RainStor Provides Big Data Retention on Cloudera’s Distribution including Apache Hadoop

Bookmark and Share

RainStor, an infrastructure software company specializing in online data retention (OLDR), today announced that RainStor 4.5 can be deployed using Cloudera's Distribution including Apache Hadoop.

RainStor says that its technology can be used to retain and access data sets on the Hadoop Distributed File System (HDFS) at a physical footprint at least 97% smaller. The approach combines Hadoop's big data processing, management and analytics with RainStor for compliant data retention on existing, low-cost servers and storage.

"We are focused on storing and retaining data in its original form but at a much lower priced footprint than you would do with a normal relational database or a data warehouse or, in this particular case, even if you ran it on low-cost commodity hardware in Hadoop," Ramon Chen, RainStor's vice president of product management, tells 5 Minute Briefing. Hadoop has provided a new way of processing data at a lower cost "but really it is not making the big data problem smaller," he says. While lower cost commodity hardware can be used to process the data, "in our mind, and in our customers' minds, there is lower cost and then there is really affordable cost," Chen states.

If you look at Hadoop, it still requires at large scale a lot of machines, says Chen. "Not everybody can run Google-scale or Facebook-scale server farms to solve their business problems," says Chen.

According to the company, RainStor on HDFS, using locally attached commodity storage, offers a low initial capital investment and ongoing total cost of ownership for retaining petabytes of data. RainStor's repository compresses the data using a patented value and pattern de-duplication technique and stores it in immutable form on HDFS. RainStor has built-in security, audit trails and granular retention and expiry policies for managing the lifecycle of stored data.

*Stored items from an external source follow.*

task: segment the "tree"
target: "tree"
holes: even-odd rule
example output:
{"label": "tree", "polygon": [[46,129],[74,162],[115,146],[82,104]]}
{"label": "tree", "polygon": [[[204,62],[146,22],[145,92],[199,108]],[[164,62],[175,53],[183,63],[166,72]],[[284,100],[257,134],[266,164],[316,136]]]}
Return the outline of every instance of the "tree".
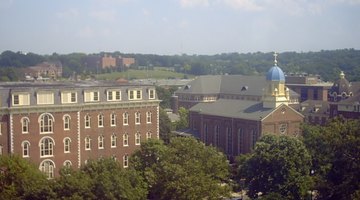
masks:
{"label": "tree", "polygon": [[112,158],[90,160],[79,171],[63,169],[55,182],[58,198],[145,199],[147,187],[133,169],[123,169]]}
{"label": "tree", "polygon": [[159,109],[159,134],[160,139],[165,143],[169,143],[172,137],[172,123],[164,109]]}
{"label": "tree", "polygon": [[310,166],[311,157],[300,140],[264,135],[239,173],[251,198],[302,199],[311,186]]}
{"label": "tree", "polygon": [[303,127],[312,155],[317,199],[352,199],[360,194],[360,121],[336,118]]}
{"label": "tree", "polygon": [[219,199],[229,195],[226,157],[194,138],[149,140],[132,157],[149,185],[149,199]]}
{"label": "tree", "polygon": [[47,199],[52,195],[45,175],[18,156],[0,156],[0,199]]}
{"label": "tree", "polygon": [[189,111],[184,108],[180,107],[178,110],[180,120],[175,123],[176,130],[185,129],[189,127]]}

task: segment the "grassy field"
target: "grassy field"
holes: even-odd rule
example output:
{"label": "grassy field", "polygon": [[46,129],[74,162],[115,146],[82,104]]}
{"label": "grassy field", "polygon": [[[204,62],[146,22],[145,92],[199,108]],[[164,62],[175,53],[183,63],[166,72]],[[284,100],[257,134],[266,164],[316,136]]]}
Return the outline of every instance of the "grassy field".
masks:
{"label": "grassy field", "polygon": [[[191,78],[192,76],[188,76]],[[106,74],[96,75],[98,80],[117,80],[119,78],[124,78],[128,80],[132,79],[169,79],[169,78],[184,78],[184,74],[165,71],[165,70],[128,70],[126,72],[112,72]]]}

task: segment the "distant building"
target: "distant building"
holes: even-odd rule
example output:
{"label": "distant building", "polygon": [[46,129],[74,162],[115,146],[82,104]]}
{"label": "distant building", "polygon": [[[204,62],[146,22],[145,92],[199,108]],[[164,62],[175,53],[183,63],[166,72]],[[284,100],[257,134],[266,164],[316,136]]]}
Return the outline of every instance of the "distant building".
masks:
{"label": "distant building", "polygon": [[48,178],[101,157],[127,167],[143,141],[159,138],[159,103],[152,85],[2,83],[0,154],[21,156]]}
{"label": "distant building", "polygon": [[116,58],[112,57],[111,55],[108,56],[107,54],[105,54],[102,58],[101,58],[101,68],[105,69],[105,68],[114,68],[117,66],[116,63]]}
{"label": "distant building", "polygon": [[304,116],[289,106],[297,102],[292,101],[296,95],[291,96],[285,86],[285,76],[277,66],[276,57],[275,65],[264,79],[258,77],[251,82],[254,77],[236,78],[247,81],[236,84],[234,76],[232,79],[223,76],[221,79],[219,77],[222,81],[201,82],[196,86],[199,88],[188,86],[188,90],[207,91],[205,95],[190,92],[181,99],[190,100],[191,103],[198,100],[189,110],[189,124],[193,132],[198,132],[201,141],[218,147],[232,159],[249,153],[264,134],[295,137],[301,134],[300,124]]}
{"label": "distant building", "polygon": [[61,62],[43,62],[35,66],[26,67],[23,69],[23,72],[25,77],[57,79],[62,77],[63,67]]}
{"label": "distant building", "polygon": [[125,58],[125,57],[119,56],[118,62],[120,64],[119,66],[129,68],[130,66],[135,64],[135,58]]}

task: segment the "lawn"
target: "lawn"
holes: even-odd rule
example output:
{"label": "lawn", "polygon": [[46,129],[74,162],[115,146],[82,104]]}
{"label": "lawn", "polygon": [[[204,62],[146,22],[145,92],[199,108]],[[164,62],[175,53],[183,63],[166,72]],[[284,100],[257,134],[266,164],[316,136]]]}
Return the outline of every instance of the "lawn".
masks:
{"label": "lawn", "polygon": [[[171,79],[171,78],[184,78],[185,74],[177,73],[173,71],[165,70],[133,70],[130,69],[126,72],[112,72],[106,74],[96,75],[98,80],[117,80],[119,78],[124,78],[128,80],[132,79]],[[188,76],[188,75],[187,75]],[[188,76],[191,78],[192,76]]]}

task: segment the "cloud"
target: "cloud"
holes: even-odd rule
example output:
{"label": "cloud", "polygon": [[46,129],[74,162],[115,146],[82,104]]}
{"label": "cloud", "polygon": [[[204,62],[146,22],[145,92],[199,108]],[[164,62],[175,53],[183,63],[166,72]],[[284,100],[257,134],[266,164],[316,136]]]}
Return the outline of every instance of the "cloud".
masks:
{"label": "cloud", "polygon": [[56,13],[56,17],[60,19],[73,19],[79,16],[79,11],[76,8],[69,8],[68,10]]}
{"label": "cloud", "polygon": [[99,21],[114,21],[117,13],[114,10],[96,10],[90,12],[90,16]]}
{"label": "cloud", "polygon": [[81,28],[77,33],[76,36],[79,38],[93,38],[95,37],[95,30],[89,26]]}
{"label": "cloud", "polygon": [[209,4],[209,0],[180,0],[180,5],[184,8],[209,6]]}
{"label": "cloud", "polygon": [[260,11],[264,9],[253,0],[224,0],[224,3],[237,10]]}
{"label": "cloud", "polygon": [[148,16],[148,15],[150,15],[150,11],[149,11],[148,9],[146,9],[146,8],[143,8],[143,9],[142,9],[142,14],[143,14],[144,16]]}
{"label": "cloud", "polygon": [[356,5],[356,4],[360,5],[360,0],[333,0],[333,1],[337,3],[346,3],[350,5]]}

Data within RainStor can be accessed through standard structured query language (SQL), specialized RDBMS native SQL and standard BI tools via ODBC/JDBC.

Depending on the Hadoop replication factor, the size of stored data can be a significant multiple of the raw data loaded, and, to counteract this, most Hadoop deployments rely on the use of binary compression (such as LZO), which typically yields on average 5 to 1 compression and comes with a re-inflation performance penalty upon access, according to RainStor. In contrast, it says, RainStor achieves compression rates of 40 to 1 or greater and allows data access without re-inflation.

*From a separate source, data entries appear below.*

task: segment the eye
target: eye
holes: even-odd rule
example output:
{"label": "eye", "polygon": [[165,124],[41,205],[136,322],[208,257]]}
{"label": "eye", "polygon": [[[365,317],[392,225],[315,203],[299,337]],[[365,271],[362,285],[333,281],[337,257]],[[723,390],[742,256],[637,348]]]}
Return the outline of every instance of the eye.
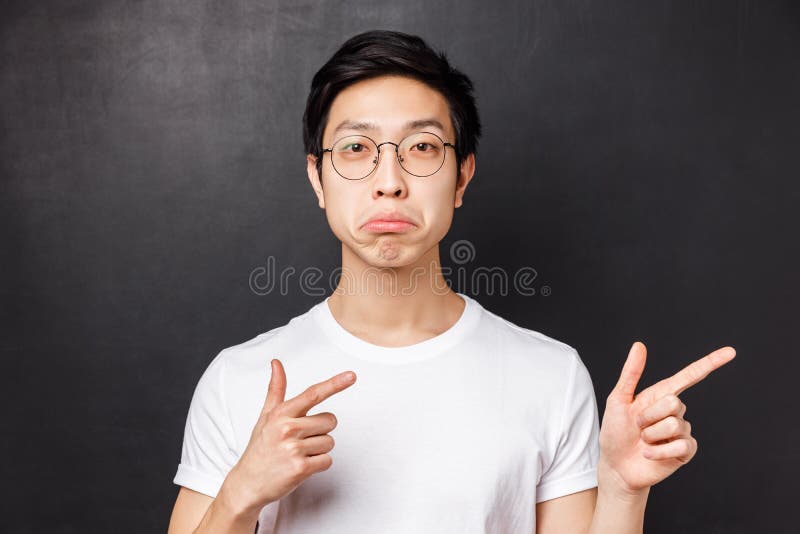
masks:
{"label": "eye", "polygon": [[[417,150],[421,152],[427,152],[428,150],[430,150],[430,148],[433,148],[433,145],[431,145],[430,143],[417,143],[414,146],[417,148]],[[425,148],[425,147],[430,147],[430,148]]]}
{"label": "eye", "polygon": [[354,147],[355,150],[353,152],[361,152],[364,149],[364,145],[361,143],[350,143],[344,147],[345,150],[350,150],[351,147]]}

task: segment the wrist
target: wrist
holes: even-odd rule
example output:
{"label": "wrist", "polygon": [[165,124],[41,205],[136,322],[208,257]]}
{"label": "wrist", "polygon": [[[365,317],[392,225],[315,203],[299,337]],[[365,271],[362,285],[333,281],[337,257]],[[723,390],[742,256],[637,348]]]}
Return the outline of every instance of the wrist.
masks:
{"label": "wrist", "polygon": [[218,501],[225,514],[234,520],[255,521],[261,508],[267,503],[256,502],[241,488],[242,486],[236,481],[236,473],[231,471],[222,483],[215,502]]}
{"label": "wrist", "polygon": [[647,502],[650,495],[650,488],[638,491],[630,491],[618,488],[613,484],[599,482],[597,485],[597,498],[605,501],[614,501],[626,505],[640,506]]}
{"label": "wrist", "polygon": [[630,487],[619,474],[606,465],[602,460],[597,468],[598,497],[613,499],[626,504],[641,504],[647,501],[650,486],[643,488]]}

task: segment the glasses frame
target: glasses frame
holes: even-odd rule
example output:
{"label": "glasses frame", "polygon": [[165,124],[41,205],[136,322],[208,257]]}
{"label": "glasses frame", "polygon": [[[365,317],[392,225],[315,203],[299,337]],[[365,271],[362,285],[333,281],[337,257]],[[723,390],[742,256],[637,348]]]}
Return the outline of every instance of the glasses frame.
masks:
{"label": "glasses frame", "polygon": [[[441,141],[442,145],[444,146],[444,153],[442,154],[442,163],[439,165],[438,169],[436,169],[435,171],[433,171],[430,174],[414,174],[413,172],[411,172],[408,169],[406,169],[405,167],[403,167],[403,158],[400,156],[400,145],[403,144],[403,141],[405,141],[406,139],[408,139],[412,135],[417,135],[417,134],[421,134],[421,133],[426,133],[426,134],[433,135],[439,141]],[[336,164],[333,162],[333,147],[335,147],[336,144],[339,141],[341,141],[342,139],[345,139],[347,137],[366,137],[367,139],[369,139],[372,142],[373,145],[375,145],[376,149],[378,150],[378,156],[375,158],[375,166],[372,168],[371,171],[369,171],[367,174],[365,174],[361,178],[348,178],[347,176],[345,176],[345,175],[343,175],[342,173],[339,172],[339,169],[336,168]],[[378,168],[378,165],[381,164],[381,147],[383,145],[394,145],[395,158],[397,159],[397,163],[400,164],[400,168],[403,169],[408,174],[410,174],[411,176],[416,176],[417,178],[427,178],[428,176],[433,176],[434,174],[439,172],[441,170],[441,168],[444,167],[444,162],[447,161],[447,147],[451,147],[453,150],[456,149],[456,147],[455,147],[455,145],[453,143],[448,143],[447,141],[442,139],[439,135],[437,135],[437,134],[435,134],[433,132],[425,132],[425,131],[423,131],[423,132],[410,133],[407,136],[405,136],[404,138],[402,138],[400,140],[400,143],[393,143],[391,141],[384,141],[383,143],[376,143],[375,140],[373,138],[371,138],[370,136],[368,136],[368,135],[364,135],[364,134],[348,134],[348,135],[343,135],[342,137],[340,137],[339,139],[334,141],[333,145],[331,145],[330,148],[323,148],[322,149],[322,157],[325,157],[325,152],[330,152],[331,153],[331,166],[333,167],[333,170],[336,171],[336,174],[338,174],[339,176],[341,176],[345,180],[349,180],[351,182],[357,182],[357,181],[363,180],[364,178],[366,178],[369,175],[371,175],[373,172],[375,172],[375,169]]]}

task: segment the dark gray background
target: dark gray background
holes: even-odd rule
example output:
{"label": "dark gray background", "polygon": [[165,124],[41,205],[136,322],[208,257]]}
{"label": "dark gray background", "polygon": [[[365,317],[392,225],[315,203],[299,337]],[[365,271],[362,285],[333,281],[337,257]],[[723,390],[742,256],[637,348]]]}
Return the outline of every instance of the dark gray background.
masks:
{"label": "dark gray background", "polygon": [[681,395],[699,451],[651,490],[646,532],[790,530],[797,3],[20,1],[0,19],[4,531],[166,531],[211,358],[323,298],[296,274],[259,295],[250,273],[338,266],[301,116],[316,69],[374,28],[476,85],[485,135],[444,264],[467,239],[468,267],[533,267],[551,294],[456,289],[575,346],[601,415],[636,339],[641,386],[737,349]]}

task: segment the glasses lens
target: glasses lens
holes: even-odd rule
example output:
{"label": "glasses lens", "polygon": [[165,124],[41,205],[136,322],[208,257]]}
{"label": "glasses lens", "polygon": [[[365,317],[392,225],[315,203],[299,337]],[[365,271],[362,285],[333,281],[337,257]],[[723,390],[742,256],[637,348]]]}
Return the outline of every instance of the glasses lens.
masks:
{"label": "glasses lens", "polygon": [[[384,145],[391,154],[391,148]],[[400,165],[415,176],[430,176],[444,164],[444,142],[430,132],[409,135],[400,143]],[[394,154],[391,154],[394,156]],[[378,164],[378,147],[369,137],[349,135],[333,145],[333,168],[348,180],[369,176]]]}
{"label": "glasses lens", "polygon": [[368,137],[349,135],[333,145],[331,159],[336,172],[348,180],[360,180],[375,168],[378,148]]}
{"label": "glasses lens", "polygon": [[400,164],[415,176],[430,176],[442,168],[444,143],[429,132],[411,134],[400,144]]}

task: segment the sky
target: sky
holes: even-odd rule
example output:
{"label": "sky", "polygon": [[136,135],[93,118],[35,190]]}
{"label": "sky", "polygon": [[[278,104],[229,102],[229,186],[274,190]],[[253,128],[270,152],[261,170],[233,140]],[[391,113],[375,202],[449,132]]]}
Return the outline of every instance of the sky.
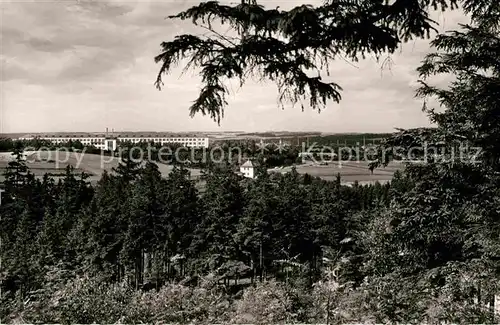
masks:
{"label": "sky", "polygon": [[[200,33],[190,22],[165,19],[196,0],[0,0],[0,133],[115,131],[391,132],[428,126],[415,99],[415,68],[429,40],[404,44],[390,67],[369,57],[330,66],[342,101],[318,113],[284,110],[273,83],[234,82],[220,126],[189,106],[199,91],[197,71],[181,69],[154,86],[162,41]],[[300,0],[261,0],[285,9]],[[319,1],[311,0],[311,4]],[[468,21],[460,11],[435,14],[440,32]],[[447,79],[435,80],[446,84]]]}

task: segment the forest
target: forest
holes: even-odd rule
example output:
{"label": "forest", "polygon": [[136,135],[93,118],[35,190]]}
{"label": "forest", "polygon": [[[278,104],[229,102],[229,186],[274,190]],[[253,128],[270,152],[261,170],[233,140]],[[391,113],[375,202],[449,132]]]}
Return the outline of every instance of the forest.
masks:
{"label": "forest", "polygon": [[[340,179],[325,182],[295,171],[268,175],[264,170],[254,181],[230,166],[214,166],[204,172],[207,185],[200,194],[182,167],[162,179],[154,163],[139,164],[125,155],[113,175],[105,174],[93,188],[71,168],[57,183],[35,179],[22,151],[16,154],[5,174],[0,207],[3,321],[114,323],[117,315],[100,318],[102,312],[72,305],[85,303],[80,299],[123,299],[125,292],[116,290],[151,299],[151,292],[161,295],[174,284],[175,290],[201,290],[209,275],[211,290],[221,290],[227,303],[243,288],[267,286],[271,280],[282,283],[273,282],[277,288],[287,283],[308,288],[322,278],[328,254],[340,251],[353,264],[339,276],[359,282],[356,256],[362,245],[354,240],[354,230],[365,223],[363,214],[387,206],[395,188],[407,181],[350,188],[340,186]],[[80,285],[90,291],[67,291]],[[146,302],[123,302],[135,303]],[[64,308],[75,309],[59,314]],[[228,310],[224,317],[230,315]],[[129,317],[124,322],[178,320],[158,319],[166,316],[154,313],[122,316]]]}
{"label": "forest", "polygon": [[14,154],[3,322],[494,319],[497,189],[470,166],[347,187],[218,164],[198,193],[182,166],[164,179],[126,154],[95,187],[70,167],[36,179]]}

According to RainStor, its compression, lifecycle management and compliant retention features, combined with HDFS' low cost commodity disk and scale-out benefits, result in value for organizations that require big data analysis and retention.

Cloudera's Distribution including Apache Hadoop is becoming "the gold standard in enterprise Hadoop deployments," notes Chen.

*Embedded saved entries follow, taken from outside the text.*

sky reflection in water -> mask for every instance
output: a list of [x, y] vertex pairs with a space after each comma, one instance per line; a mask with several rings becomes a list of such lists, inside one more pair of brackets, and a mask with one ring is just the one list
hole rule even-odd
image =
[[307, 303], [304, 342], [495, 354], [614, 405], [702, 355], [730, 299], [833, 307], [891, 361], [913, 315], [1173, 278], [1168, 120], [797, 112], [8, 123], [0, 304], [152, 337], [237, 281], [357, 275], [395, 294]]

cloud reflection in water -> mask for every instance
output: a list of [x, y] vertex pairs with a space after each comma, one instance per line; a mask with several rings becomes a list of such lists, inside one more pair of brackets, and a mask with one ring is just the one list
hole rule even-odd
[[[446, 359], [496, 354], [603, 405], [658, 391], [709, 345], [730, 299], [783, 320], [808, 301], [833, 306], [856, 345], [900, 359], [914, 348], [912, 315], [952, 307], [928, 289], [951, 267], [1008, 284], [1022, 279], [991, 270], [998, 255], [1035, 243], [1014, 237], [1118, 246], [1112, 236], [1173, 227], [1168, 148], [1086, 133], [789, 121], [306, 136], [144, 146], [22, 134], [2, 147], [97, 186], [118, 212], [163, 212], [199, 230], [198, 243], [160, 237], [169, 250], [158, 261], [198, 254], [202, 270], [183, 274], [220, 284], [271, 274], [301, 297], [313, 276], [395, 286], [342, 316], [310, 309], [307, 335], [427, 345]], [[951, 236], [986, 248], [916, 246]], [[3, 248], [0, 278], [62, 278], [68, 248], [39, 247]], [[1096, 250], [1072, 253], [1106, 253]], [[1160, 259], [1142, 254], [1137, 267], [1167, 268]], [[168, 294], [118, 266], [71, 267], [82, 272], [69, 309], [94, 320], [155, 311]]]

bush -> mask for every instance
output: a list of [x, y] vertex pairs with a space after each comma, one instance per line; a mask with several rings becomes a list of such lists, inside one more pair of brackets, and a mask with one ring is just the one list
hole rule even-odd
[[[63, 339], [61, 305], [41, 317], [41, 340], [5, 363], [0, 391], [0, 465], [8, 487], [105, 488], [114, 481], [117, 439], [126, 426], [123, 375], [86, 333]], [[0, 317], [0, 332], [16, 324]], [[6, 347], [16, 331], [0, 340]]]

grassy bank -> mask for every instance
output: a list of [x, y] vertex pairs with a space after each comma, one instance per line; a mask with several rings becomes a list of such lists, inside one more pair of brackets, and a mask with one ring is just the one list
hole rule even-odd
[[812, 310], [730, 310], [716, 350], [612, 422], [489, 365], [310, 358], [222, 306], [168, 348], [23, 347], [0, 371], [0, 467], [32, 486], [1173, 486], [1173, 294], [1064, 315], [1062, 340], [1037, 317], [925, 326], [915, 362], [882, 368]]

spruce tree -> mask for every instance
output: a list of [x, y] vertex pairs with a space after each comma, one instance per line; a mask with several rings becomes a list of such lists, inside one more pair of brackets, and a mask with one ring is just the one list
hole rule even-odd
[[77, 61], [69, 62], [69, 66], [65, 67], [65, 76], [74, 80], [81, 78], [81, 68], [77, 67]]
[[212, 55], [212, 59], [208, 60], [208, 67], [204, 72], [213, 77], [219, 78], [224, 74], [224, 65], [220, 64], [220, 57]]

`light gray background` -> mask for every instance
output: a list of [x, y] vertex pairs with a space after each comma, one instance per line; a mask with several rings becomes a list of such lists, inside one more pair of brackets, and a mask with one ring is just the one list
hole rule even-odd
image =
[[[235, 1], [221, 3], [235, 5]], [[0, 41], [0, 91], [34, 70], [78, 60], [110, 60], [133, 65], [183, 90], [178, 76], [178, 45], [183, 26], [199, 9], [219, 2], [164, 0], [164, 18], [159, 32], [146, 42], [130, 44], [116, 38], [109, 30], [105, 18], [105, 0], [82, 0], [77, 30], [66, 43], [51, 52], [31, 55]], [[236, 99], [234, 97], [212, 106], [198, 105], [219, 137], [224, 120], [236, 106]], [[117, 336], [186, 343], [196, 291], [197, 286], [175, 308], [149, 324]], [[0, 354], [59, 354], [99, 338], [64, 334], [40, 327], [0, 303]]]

"What we are saying is that RainStor's ability to run and store the data once it is compressed on the Hadoop system is complementary to Hadoop," he adds. There are things that you would want to use Hadoop for that RainStor is not optimized for such as high performance analytics and rapid timeframe numbers crunching, but, Chen asserts, "if you need to hold the information and keep it for compliance purposes, and show the original source data that was the result of the calculation, or store the calculation results themselves, then RainStor provides much better economics."